By: Klimax (danklima.delete@this.gmail.com), July 18, 2013 11:30 am
Room: Moderated Discussions
Wilco (Wilco.Dijkstra.delete@this.ntlworld.com) on July 18, 2013 4:07 am wrote:
> anon (anon.delete@this.anon.com) on July 18, 2013 2:10 am wrote:
> > Klimax (danklima.delete@this.gmail.com) on July 18, 2013 1:41 am wrote:
> > > none (none.delete@this.none.com) on July 17, 2013 11:35 pm wrote:
> > > > Klimax (danklima.delete@this.gmail.com) on July 17, 2013 11:29 pm wrote:
> > > > > Wilco (Wilco.Dijkstra.delete@this.ntlworld.com) on July 17, 2013 3:33 pm wrote:
> > > > > > bakaneko (nyan.delete@this.hyan.wan) on July 16, 2013 5:50 am wrote:
> > > > > > > Wilco (Wilco.Dijkstra.delete@this.ntlworld.com) on July 16, 2013 3:47 am wrote:
> > > > > > > > bakaneko (nyan.delete@this.hyan.wan) on July 16, 2013 2:42 am wrote:
> > > > > > > > > Linus Torvalds (torvalds.delete@this.linux-foundation.org) on July 15, 2013 8:45 pm wrote:
> > > > > > > > > > bakaneko (nyan.delete@this.hyan.wan) on July 15, 2013 7:47 pm wrote:
> > > > > > > > > > >
> > > > > > > > > > > As someone who works for ARM as compiler writer,
> > > > > > > > > > > why don't you tell us in more detail how Intel
> > > > > > > > > > > cheated?
> > > > > > > > > >
> > > > > > > > > > Exophase's post to anandtech was quoted here earlier, I think. It has the relevant details:
> > > > > > > > > >
> > > > > > > > > > http://forums.anandtech.com/showthread.php?t=2330027
> > > > > > > > > >
> > > > > > > > > > and quite frankly, while optimizing multiple bit operations into a word is a very
> > > > > > > > > > valid optimization, the code icc generates there seems a fair bit past that.
> > > > > > > > > >
> > > > > > > > > > Sure, it could in theory happen with a really smart compiler and lots of generic optimizations.
> > > > > > > > > > In practice? It really smells like the compiler actively targeting a very particular code-sequence.

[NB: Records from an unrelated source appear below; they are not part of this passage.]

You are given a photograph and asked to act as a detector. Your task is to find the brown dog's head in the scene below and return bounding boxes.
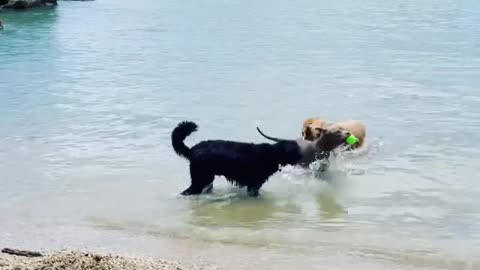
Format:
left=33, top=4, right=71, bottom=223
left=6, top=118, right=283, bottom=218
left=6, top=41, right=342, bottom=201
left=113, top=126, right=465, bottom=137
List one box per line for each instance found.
left=316, top=127, right=350, bottom=151
left=302, top=118, right=329, bottom=141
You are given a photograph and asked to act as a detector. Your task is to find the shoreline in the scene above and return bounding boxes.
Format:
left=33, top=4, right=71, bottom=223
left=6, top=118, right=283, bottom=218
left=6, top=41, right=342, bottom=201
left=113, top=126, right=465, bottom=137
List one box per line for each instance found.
left=0, top=250, right=208, bottom=270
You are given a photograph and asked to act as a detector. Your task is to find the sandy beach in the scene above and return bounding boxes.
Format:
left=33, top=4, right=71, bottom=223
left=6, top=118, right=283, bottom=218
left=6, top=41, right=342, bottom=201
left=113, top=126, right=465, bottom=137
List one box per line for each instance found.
left=0, top=251, right=204, bottom=270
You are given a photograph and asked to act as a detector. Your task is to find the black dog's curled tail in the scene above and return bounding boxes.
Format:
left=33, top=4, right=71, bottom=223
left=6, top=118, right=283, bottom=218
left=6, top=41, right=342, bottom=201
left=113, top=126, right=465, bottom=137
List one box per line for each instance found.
left=172, top=121, right=198, bottom=159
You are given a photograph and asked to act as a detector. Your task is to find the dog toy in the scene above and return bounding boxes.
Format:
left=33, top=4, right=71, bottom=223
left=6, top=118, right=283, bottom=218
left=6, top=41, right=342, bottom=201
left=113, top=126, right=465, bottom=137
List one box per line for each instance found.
left=346, top=134, right=358, bottom=145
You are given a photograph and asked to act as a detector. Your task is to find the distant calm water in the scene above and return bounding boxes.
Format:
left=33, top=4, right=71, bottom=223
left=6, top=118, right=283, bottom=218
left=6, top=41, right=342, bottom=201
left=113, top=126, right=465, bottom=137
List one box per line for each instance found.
left=0, top=0, right=480, bottom=269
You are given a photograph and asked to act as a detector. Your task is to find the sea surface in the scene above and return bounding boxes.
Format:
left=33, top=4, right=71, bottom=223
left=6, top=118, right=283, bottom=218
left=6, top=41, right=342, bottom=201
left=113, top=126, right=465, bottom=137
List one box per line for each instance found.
left=0, top=0, right=480, bottom=270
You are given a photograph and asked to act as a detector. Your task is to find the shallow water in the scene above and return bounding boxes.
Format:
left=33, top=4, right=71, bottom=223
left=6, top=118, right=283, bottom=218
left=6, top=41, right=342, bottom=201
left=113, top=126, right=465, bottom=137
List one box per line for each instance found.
left=0, top=0, right=480, bottom=269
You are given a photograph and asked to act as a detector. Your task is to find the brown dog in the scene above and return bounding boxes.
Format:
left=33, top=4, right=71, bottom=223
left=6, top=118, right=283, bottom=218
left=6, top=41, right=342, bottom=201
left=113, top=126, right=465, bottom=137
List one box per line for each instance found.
left=302, top=118, right=367, bottom=149
left=302, top=117, right=330, bottom=141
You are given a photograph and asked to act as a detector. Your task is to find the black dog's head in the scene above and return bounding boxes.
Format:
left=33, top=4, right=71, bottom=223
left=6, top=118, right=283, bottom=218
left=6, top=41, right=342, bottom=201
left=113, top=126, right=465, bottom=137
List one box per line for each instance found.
left=315, top=127, right=350, bottom=152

> > > > > > > > > > IOW, compiler cheating. The timing that Exophase points out makes it look worse.
> > > > > > > > > >
> > > > > > > > > > And Wilco is right that it smells pretty bad when AnTuTu seems to be so close to
> > > > > > > > > > intel, and seem to have bent over backwards using recent versions of icc etc.
> > > > > > > > > >
> > > > > > > > > > It's all "explainable". But it doesn't pass the smell test.
> > > > > > > > >
> > > > > > > > > It's also all besides the point. I would expect a better
> > > > > > > > > explanation from someone who claims to know their shit about
> > > > > > > > > compilers than a logical fallacy ("Intel improved their
> > > > > > > > > compiler recently", "Intel is cheating because it hits one
> > > > > > > > > function in a certain benchmark"). Instead he nags like his
> > > > > > > > > marriage has gone bad.
> > > > > > > >
> > > > > > > > If you had actually read the whole thread including the links to various articles I posted
> > > > > > > > then you would have found the detailed explanation that makes it obvious that Intel has been
> > > > > > > > cheating AnTuTu. Why should I explain all the details again in every post I make?
> > > > > > >
> > > > > > > I read the whole thread, but for some reason don't remember
> > > > > > > anything noteworthy.
> > > > > > >
> > > > > > > > > And no, the ICC results aren't that far fetched. Intel
> > > > > > > > > actually recommends -O3 -xSSSE3_ATOM* with the NDK. Which
> > > > > > > > > could also explain why Exophase saw optimizations which
> > > > > > > > > would be counterproductive for bigger programs. (If the
> > > > > > > > > flags have similar meaning to gcc, where inlining and loop
> > > > > > > > > unrolling have similar problems.)
> > > > > > > >
> > > > > > > > Given the ICC results already dropped 20% after minor changes in AnTuTu it seems this
> > > > > > > > optimization is no longer effective. And that proves it was very specific to the actual
> > > > > > > > source code rather than a generic optimization that any compiler does.
> > > > > > >
> > > > > > > How is setting/clearing a range of bits not a useful
> > > > > > > optimization?
> > > > > >
> > > > > > Nobody sets multiple adjacent bits in memory one at a time. Even if one did so it would
> > > > > > typically be a few bits, certainly not hundreds or thousands. Having seen and written
> > > > > > various implementations of bit-sets I know how the typical ones look like.
> > > > > >
> > > > > > > And how does this - just because this is not an optimization
> > > > > > > any compiler does (Or at least gcc with -Os) - suddenly make
> > > > > > > this an benchmark busting trick? Oh, yes because the time
> > > > > > > frame fits.
> > > > > >
> > > > > > Nobody writes code like this, so no compiler implements this optimization. So yes, ICC gaining
> > > > > > this optimization just before AnTuTu switched to ICC is proof that the optimization was added
> > > > > > to break AnTuTu. If ICC had implemented this particular optimization for many years then it
> > > > > > would be a different matter of course (although that still doesn't explain exactly why AnTuTu
> > > > > > switched to a non-standard compiler with options tuned for AnTuTu just for x86).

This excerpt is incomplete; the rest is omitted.